Em um mundo em que a complexidade cresce exponencialmente, projetos serão cada vez mais vistos como sistemas biológicos. Como sistemas são conjuntos de partes que interagem entre si, cada vez mais os projetos se estruturarão organicamente, fruto da interação humana em fluxo, das ideias e dos memes (a menor unidade de informação, que permite a transmissão cultural, no conceito de Richard Dawkins em O gene egoísta).
As características desses “projetos-sistemas” não podem ser explicadas pela mera soma de suas partes, porque evoluem dinamicamente a partir de interações complexas que costumam gerar resultados surpreendentes.

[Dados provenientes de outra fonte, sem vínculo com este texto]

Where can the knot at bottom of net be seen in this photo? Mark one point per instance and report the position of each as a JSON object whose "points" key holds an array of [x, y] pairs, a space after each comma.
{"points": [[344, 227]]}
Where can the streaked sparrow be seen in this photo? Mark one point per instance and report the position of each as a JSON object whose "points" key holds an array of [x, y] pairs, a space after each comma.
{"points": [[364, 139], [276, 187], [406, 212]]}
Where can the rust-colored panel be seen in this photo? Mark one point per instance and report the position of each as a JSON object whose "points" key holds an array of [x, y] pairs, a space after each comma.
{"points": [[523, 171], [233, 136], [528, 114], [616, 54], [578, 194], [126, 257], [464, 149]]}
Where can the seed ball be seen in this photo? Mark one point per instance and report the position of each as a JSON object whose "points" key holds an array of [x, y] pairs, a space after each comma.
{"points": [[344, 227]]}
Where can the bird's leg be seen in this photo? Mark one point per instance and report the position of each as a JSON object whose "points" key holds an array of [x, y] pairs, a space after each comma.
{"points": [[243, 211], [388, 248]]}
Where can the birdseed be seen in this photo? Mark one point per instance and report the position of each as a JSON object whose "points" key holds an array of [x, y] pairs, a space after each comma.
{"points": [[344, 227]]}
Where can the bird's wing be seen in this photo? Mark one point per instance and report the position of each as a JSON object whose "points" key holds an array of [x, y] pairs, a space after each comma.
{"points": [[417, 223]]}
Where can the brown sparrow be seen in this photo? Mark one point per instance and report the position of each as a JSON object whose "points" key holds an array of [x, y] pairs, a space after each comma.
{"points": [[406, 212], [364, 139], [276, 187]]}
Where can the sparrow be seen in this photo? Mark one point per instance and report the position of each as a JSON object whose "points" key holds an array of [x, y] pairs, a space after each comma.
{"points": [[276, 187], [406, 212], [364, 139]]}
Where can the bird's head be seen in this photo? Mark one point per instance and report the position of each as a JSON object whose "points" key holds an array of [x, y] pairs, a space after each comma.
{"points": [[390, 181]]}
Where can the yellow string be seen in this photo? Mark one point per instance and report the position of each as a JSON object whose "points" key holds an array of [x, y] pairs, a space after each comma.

Por isso, o gerenciamento de projetos exigirá mais entendimento da natureza humana, abrangendo questões como consciência, empatia e amor, e terá de lidar com o impacto da transformação digital. Pensando nesse futuro próximo, abordamos a seguir os dois aspectos.
## O lado humano
__Liderança servidora.__ O papel que a “influência” possui na liderança vai ficar mais notável. A ação do líder cria memes de cultura que são clonados pelos membros da equipe, assim como a empatia se irradia por meio dos neurônios-espelho. Ao priorizar pessoas, o líder de projeto inspira seus liderados a superar limites e, como consequência, a potencializar o desempenho e os resultados.
__Equipe funcionando como equipe.__ Desde o surgimento do scrum e do mais forte meme dos últimos tempos – os squads –, ficou claro que a unidade de desempenho agora são equipes e não indivíduos. Essa tendência de os projetos serem realizados por squads será consolidada. Para a equipe realmente funcionar como equipe, deve haver visão sistêmica do trabalho e tem-se de enxergar gargalos. Eventualmente, o líder fará a equipe se subordinar a eles, usando pontos de estrangulamento do fluxo para elevá-los. O kanban ajudou muito nesse sentido, porém o modelo se expandirá nos próximos anos, para refletir projetos complexos.
__Colaboração.__ Não veremos mais inúmeros templates lidos por poucos. O futuro do planejamento está nas sessões colaborativas de diálogo, amparadas por canvas, story maps e outras ferramentas, que geram um modelo mental do projeto.
## O impacto da transformação digital
__Medição e fluxo.__ A medição do “fluxo” ou throughput de trabalho, informação fundamental nas abordagens ágil e lean, e na teoria das restrições, avança com a possibilidade de leitura por sensores de internet das coisas (IoT), cada vez menores e mais baratos, e assegurados por tecnologia blockchain. Indo além, sensores quânticos (quantum sensing) garantirão extrema sensibilidade e precisão. O futuro terá medições com reconhecimento de imagem, interpretação cognitiva de inteligência artificial e planejamento antecipado dos batches de trabalho em ferramentas de workflow automatizados, como RPA (automação robótica de processos), sem intervenção humana.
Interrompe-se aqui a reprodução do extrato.